Backfill Strategies and Adaptive Randomization for Dose Optimization

回填策略與適應性隨機化:讓劑量最佳化從加量終點延伸為比較候選劑量

English

The fundamental premise of traditional phase I oncology dose escalation is that each cohort is a stepping stone toward a higher dose. The trial moves upward, one level at a time, until the maximum tolerated dose is identified or a stopping rule triggers. This mental model — dose escalation as a ladder — has a logical consequence that only became problematic in the era of Project Optimus: by the time the trial finishes escalating, the lower and middle dose levels have often been seen in only three to six patients, each followed for just one DLT observation window. This is barely enough to detect gross toxicity, and entirely inadequate to estimate whether a lower dose might be just as effective, significantly more tolerable during extended therapy, and better suited to serve as the foundation for combination regimens.

Backfill — the practice of enrolling additional patients at dose levels that have already cleared the initial safety threshold — is the structural solution to this data gap. The word sounds simple, but the challenge is that backfill only generates useful information if it is designed with a specific scientific question in mind. A 2025 simulation study in Statistics in Biopharmaceutical Research compared multiple backfill strategies and arrived at a conclusion that should discipline how clinical teams think about this tool: backfill should be triggered by pre-specified criteria, not by opportunistic availability of patients. The meaningful triggers are clinical — a dose level showing preliminary efficacy signals, a pharmacokinetic or pharmacodynamic readout that departs from predictions, or a need to characterize the exposure-response relationship before committing to a RP2D. If backfill is simply “enroll more patients at any dose that has been cleared,” the result is more data without more insight. If backfill is “enroll more patients at this specific dose because we have a hypothesis about its efficacy and tolerability that requires more evidence to confirm or refute,” it becomes a genuine scientific step.

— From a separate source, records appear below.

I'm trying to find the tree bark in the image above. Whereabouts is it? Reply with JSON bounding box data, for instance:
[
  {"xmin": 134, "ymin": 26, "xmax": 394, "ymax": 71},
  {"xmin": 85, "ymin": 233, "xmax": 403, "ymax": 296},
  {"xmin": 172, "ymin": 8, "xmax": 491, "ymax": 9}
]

The BARD design (Bayesian Adaptive Randomization Design), described in a 2026 Statistics in Biopharmaceutical Research paper, takes the backfill logic one step further. BARD treats the entire dose exploration and dose optimization process as a single, integrated trial. In the first stage, it behaves like a conventional Bayesian dose-escalation study, identifying the range of doses that appear to be both tolerable and pharmacologically active. In the second stage, it uses adaptive randomization to allocate patients between multiple promising doses, continuously updating the randomization probabilities based on accumulating efficacy and toxicity data. The practical effect is that patients later in the trial are systematically more likely to be assigned to the dose that appears to offer the best benefit-risk profile based on everything learned so far. This is not just a statistical optimization — it is a direct expression of the Project Optimus philosophy that the goal of early oncology development is to identify the dose that is best for patients, not merely the dose that is highest tolerated.

A 2026 seamless phase I/II design paper in Pharmaceutical Statistics formalized this integration further. The design uses Bayesian optimal interval boundaries to simultaneously monitor efficacy and toxicity during the dose-escalation phase, selects two candidate doses for a formal comparison phase, and then uses joint monitoring to reach a decision about both the optimal dose and the treatment’s clinical activity in a single uninterrupted trial. The appeal is obvious: eliminating the gap between phase I and phase II reduces the number of patients exposed during the information-gathering period and speeds the timeline to a definitive dose recommendation. The caution is equally clear: seamless designs require more sophisticated statistical oversight, more pre-specified decision rules, and greater trust from regulatory bodies that the early data are reliable enough to direct the later phase without introducing bias.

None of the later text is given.